Results: Several matricellular proteins including TN-C, periostin and osteonectin/SPARC were found to be upregulated in both newt OA models. TN-C displayed the strongest upregulation during the regenerative process. The TN-C upregulation could be verified by Real Time PCR. Based on immunohistochemical analysis, TN-C expression was detectable in the periosteum during the early phase of regeneration. At later time points (>40 days after injury) TN-C expression was also found in regenerating cartilage.
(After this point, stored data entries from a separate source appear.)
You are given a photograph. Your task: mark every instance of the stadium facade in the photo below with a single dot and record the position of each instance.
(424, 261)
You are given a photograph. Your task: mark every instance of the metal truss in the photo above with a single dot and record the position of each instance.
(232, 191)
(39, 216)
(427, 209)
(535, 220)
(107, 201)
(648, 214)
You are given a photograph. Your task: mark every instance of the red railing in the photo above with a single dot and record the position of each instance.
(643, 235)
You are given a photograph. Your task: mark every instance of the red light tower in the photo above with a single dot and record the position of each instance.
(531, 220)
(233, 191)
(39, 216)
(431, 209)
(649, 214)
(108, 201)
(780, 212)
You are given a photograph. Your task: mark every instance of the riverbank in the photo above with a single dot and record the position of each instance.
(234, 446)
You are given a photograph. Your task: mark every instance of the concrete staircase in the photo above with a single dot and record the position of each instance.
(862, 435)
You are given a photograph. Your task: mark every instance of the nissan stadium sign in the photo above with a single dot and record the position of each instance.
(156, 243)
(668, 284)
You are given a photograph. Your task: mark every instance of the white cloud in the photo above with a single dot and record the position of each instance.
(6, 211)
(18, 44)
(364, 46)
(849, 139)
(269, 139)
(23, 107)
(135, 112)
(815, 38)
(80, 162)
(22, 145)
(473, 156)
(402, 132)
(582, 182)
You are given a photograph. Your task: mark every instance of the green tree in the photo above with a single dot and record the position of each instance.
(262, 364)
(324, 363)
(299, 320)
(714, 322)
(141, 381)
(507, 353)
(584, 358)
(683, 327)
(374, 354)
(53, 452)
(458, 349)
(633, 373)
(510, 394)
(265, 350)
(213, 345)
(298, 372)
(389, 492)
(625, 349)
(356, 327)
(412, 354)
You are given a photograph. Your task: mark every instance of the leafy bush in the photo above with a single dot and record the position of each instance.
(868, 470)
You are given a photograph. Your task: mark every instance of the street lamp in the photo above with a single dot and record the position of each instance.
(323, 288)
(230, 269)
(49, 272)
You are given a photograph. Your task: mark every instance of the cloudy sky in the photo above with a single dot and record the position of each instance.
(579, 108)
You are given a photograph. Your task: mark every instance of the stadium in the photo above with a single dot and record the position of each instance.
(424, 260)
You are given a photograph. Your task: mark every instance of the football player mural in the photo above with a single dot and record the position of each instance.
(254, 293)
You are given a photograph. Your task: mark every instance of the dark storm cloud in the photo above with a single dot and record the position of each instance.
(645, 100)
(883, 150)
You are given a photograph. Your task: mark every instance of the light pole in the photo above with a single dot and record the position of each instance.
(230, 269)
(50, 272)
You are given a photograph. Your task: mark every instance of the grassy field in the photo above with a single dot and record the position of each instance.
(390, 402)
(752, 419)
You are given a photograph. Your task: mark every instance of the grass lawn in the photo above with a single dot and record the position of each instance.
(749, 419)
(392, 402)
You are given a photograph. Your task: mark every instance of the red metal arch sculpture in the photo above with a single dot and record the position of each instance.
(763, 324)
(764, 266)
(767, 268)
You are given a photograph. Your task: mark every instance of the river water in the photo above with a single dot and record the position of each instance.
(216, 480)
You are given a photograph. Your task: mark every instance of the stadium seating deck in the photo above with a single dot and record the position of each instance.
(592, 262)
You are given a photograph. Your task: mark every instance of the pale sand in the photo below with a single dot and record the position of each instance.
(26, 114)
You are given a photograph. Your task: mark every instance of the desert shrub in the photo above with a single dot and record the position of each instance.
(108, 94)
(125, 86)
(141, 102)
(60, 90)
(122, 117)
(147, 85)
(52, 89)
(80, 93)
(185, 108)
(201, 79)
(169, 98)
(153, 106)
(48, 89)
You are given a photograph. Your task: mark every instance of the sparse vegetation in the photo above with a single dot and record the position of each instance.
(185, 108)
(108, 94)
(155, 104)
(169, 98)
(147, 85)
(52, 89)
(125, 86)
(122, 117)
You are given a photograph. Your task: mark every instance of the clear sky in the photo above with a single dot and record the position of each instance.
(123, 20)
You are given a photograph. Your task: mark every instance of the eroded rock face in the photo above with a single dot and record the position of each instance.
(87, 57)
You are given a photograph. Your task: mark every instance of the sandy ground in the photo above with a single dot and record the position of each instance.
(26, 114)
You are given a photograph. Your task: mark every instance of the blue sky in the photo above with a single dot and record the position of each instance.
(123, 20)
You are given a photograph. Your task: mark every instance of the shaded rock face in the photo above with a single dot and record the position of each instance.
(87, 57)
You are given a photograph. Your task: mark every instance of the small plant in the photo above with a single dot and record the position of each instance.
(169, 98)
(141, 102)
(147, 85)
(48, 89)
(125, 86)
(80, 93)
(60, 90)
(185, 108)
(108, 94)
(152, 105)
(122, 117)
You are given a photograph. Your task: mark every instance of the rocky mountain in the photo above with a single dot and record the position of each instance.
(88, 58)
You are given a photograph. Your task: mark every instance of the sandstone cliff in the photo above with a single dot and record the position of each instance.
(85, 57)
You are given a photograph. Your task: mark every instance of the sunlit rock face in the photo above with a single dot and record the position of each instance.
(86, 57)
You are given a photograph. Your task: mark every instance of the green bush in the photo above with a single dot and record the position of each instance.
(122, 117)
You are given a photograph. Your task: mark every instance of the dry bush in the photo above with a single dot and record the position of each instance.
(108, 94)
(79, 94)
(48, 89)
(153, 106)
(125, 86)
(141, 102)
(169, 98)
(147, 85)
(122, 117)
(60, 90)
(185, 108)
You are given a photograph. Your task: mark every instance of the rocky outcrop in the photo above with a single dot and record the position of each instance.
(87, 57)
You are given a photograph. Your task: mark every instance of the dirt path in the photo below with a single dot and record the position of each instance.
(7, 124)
In vitro knock-down in newt-derived cell lines and primary newt cells (chondrocytes/fibroblasts) has been established and effects of this knockdown will be further evaluated.
Conclusion: TN-C plays a role during the early regenerative process after OA-like joint injury in the newt. Ongoing in vitro siRNA knockdown experiments can help to identify molecular pathways guiding regeneration. Findings might help to develop new treatment options of human OA.